The total government expenditure on education was over $114 billion in 2019/20.
Yet we learnt, at the end of last year, in the first ever Australian Teacher Workforce Data report released by the Australian Institute for Teaching and School Leadership, that nearly half of the nation’s maths and foreign language teachers were not qualified to teach the subject.
This was a survey of nearly 18,000 teachers.
Within that survey, it was revealed a quarter of all teachers planned to quit before retirement age; 61 percent blamed mental health issues or stress for wanting to quit.
The problem is discipline.
The teacher has had all authority to discipline a child virtually taken away.

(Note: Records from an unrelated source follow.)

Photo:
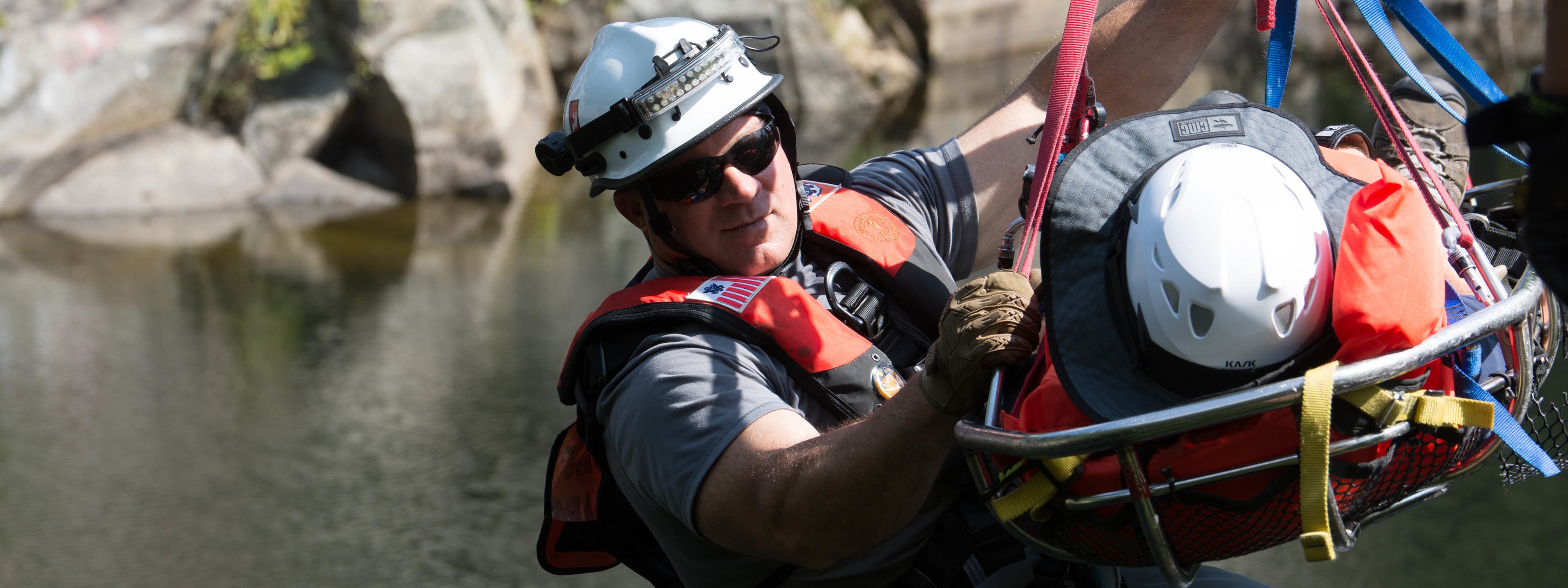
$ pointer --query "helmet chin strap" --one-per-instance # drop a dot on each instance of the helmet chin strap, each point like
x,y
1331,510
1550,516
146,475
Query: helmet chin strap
x,y
697,265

But it is worse than that.
We also had the test results, at the end of last year, of the National Assessment Program, Literacy and Numeracy, NAPLAN, which showed that one in 10 girls and one in five boys had failed to reach the minimum standard for writing, after nine years of education.
21.3 percent of boys and 10.7 percent of girls fell below the national standard, which means they couldn’t punctuate sentences, spell simple words or write a story in paragraphs.

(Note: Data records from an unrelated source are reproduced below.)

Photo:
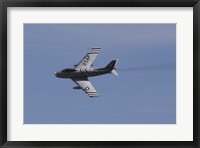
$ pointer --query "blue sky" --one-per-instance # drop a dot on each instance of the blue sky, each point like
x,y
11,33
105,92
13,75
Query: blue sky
x,y
143,93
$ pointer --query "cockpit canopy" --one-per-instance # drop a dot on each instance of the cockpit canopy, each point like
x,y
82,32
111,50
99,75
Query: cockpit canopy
x,y
68,70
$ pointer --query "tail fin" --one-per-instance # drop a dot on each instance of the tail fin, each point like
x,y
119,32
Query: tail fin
x,y
111,67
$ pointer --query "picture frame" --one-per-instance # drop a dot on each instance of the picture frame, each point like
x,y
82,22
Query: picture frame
x,y
100,3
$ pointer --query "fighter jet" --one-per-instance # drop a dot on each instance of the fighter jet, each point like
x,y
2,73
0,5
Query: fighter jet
x,y
80,73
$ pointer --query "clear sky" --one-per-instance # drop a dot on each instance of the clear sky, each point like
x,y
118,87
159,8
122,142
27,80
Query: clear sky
x,y
143,93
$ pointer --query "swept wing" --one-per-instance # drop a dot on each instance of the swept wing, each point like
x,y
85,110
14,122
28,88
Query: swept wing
x,y
86,86
87,61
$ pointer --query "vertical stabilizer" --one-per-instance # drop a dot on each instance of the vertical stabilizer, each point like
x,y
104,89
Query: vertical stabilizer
x,y
111,67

One in five teenage boys, in high school, is semi-literate.
Glenn Fahey from the Centre for Independent Studies made the staggering comment, “Once you are in high school there is very little direct instruction in literacy.”

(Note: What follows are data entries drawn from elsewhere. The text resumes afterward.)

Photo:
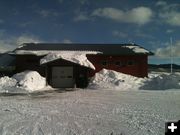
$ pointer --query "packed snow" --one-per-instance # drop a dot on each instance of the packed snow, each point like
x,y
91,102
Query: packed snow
x,y
109,79
116,107
88,112
105,79
72,56
27,81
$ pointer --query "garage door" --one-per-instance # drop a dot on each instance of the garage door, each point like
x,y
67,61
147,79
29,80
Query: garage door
x,y
62,77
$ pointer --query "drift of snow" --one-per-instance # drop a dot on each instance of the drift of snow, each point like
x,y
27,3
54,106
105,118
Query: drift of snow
x,y
27,81
137,49
7,82
78,57
109,79
30,80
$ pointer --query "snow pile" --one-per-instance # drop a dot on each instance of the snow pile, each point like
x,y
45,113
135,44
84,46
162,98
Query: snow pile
x,y
30,80
161,82
72,56
109,79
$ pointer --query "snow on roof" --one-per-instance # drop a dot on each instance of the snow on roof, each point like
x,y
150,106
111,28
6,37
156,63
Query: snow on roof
x,y
78,57
136,49
46,52
106,49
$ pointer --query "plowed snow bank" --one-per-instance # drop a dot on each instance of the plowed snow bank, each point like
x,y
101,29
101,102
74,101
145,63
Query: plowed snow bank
x,y
109,79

Education was not mentioned in the budget.
The money just pours out, and every Education Minister defends the “system”, but 20 percent of teenage boys are illiterate.
We had, at the end of last week, government virtually admitting the reason for the nationwide educational crisis because they announced sweeping changes to the National Curriculum which go back to the way you and I were taught.
It is the first curriculum review since 2014 and, we are told, that students will now be expected to add, subtract and multiply, without using a calculator; and will start learning their times tables in Year 2!
In other words, none of that is happening now. No wonder students are innumerate.
Then we were told that phonics will now be embedded into the teaching of English.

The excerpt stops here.